# Compose Vector and Scalar Equations together

When I try to connect an equation of scalars with an equation of vectors, something on the compose step fails even though what is being connected is the same type (both scalar etc.). I am not sure why this is. An MWE is below.

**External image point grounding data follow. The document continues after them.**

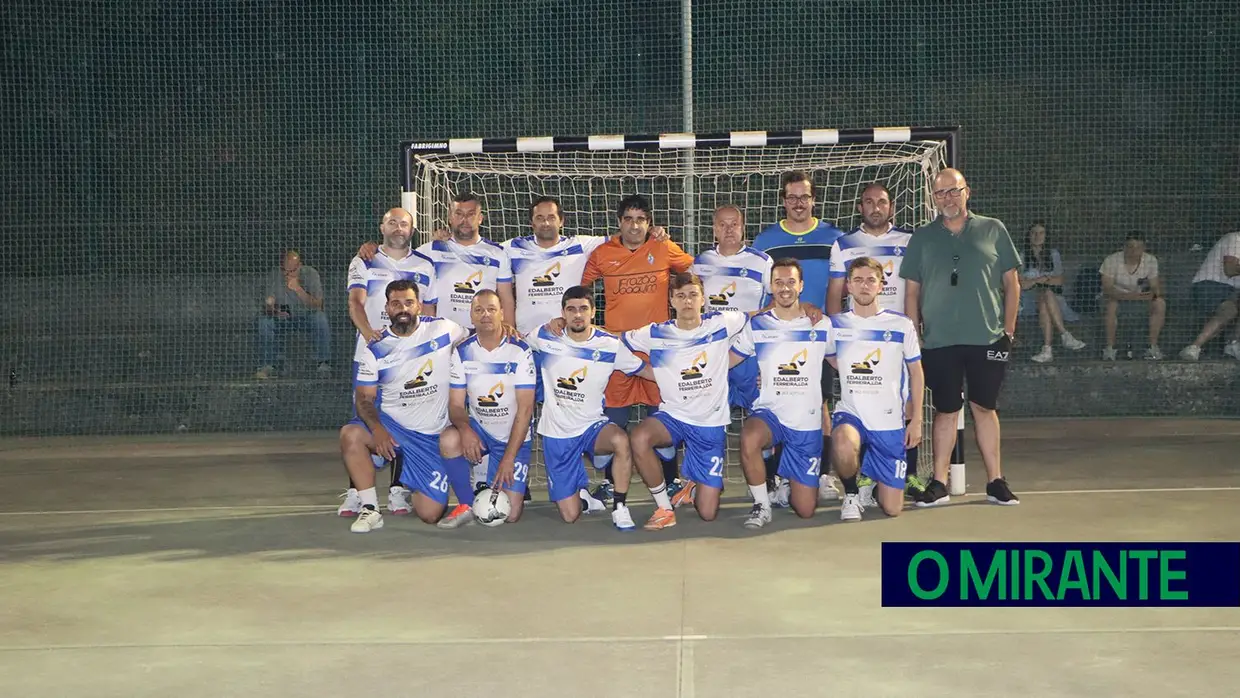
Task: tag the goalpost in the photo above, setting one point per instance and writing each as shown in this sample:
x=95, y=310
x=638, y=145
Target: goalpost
x=686, y=176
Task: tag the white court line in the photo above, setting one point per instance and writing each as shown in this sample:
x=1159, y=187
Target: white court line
x=597, y=640
x=329, y=507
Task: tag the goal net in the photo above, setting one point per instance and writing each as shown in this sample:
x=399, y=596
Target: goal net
x=685, y=176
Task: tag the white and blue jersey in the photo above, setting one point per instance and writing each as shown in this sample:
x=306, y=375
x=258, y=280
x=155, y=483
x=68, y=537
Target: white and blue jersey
x=691, y=370
x=574, y=377
x=871, y=353
x=888, y=249
x=412, y=378
x=789, y=355
x=812, y=249
x=375, y=275
x=542, y=274
x=461, y=270
x=491, y=379
x=738, y=282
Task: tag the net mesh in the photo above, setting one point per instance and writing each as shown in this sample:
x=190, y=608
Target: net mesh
x=156, y=159
x=685, y=187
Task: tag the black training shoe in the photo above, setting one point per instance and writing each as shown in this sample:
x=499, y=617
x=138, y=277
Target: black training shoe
x=997, y=492
x=934, y=495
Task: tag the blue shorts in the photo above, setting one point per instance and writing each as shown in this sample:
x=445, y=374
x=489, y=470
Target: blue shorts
x=801, y=456
x=494, y=450
x=743, y=383
x=882, y=453
x=422, y=468
x=706, y=449
x=562, y=458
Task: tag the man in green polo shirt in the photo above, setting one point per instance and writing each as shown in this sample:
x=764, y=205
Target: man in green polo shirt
x=964, y=291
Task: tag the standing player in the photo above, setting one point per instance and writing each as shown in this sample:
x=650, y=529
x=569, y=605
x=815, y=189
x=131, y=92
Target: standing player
x=495, y=375
x=635, y=267
x=790, y=350
x=367, y=279
x=574, y=370
x=468, y=263
x=735, y=277
x=872, y=347
x=876, y=238
x=406, y=366
x=807, y=239
x=690, y=357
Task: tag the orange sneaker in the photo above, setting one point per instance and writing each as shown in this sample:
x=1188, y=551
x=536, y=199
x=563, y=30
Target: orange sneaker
x=685, y=495
x=458, y=517
x=660, y=520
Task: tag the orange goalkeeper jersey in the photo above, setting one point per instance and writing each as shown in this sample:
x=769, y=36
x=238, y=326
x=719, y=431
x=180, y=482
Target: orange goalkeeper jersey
x=634, y=295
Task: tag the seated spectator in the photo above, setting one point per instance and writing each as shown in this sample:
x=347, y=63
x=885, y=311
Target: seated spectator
x=1214, y=293
x=293, y=301
x=1131, y=284
x=1042, y=288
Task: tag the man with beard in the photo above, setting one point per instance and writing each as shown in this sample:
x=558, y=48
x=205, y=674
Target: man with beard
x=368, y=275
x=872, y=347
x=491, y=404
x=408, y=367
x=575, y=368
x=962, y=289
x=468, y=263
x=691, y=358
x=876, y=238
x=789, y=349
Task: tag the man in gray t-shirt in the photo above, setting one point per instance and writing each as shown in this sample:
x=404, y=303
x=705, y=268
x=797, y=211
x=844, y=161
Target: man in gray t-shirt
x=292, y=301
x=964, y=291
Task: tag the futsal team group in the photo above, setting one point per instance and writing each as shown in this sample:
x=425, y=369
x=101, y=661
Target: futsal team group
x=460, y=337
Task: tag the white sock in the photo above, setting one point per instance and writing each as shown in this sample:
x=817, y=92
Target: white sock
x=661, y=499
x=760, y=495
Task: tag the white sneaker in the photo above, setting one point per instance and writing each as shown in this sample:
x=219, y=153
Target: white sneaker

An issue has been raised on the ModelingToolkit git : Compose Vector and Scalar Equations together · Issue #2986 · SciML/ModelingToolkit.jl · GitHub.
But I wanted to post here for anyone else to see or help as I think this may be me doing something wrong. I shall add any comments on either to the respective forum.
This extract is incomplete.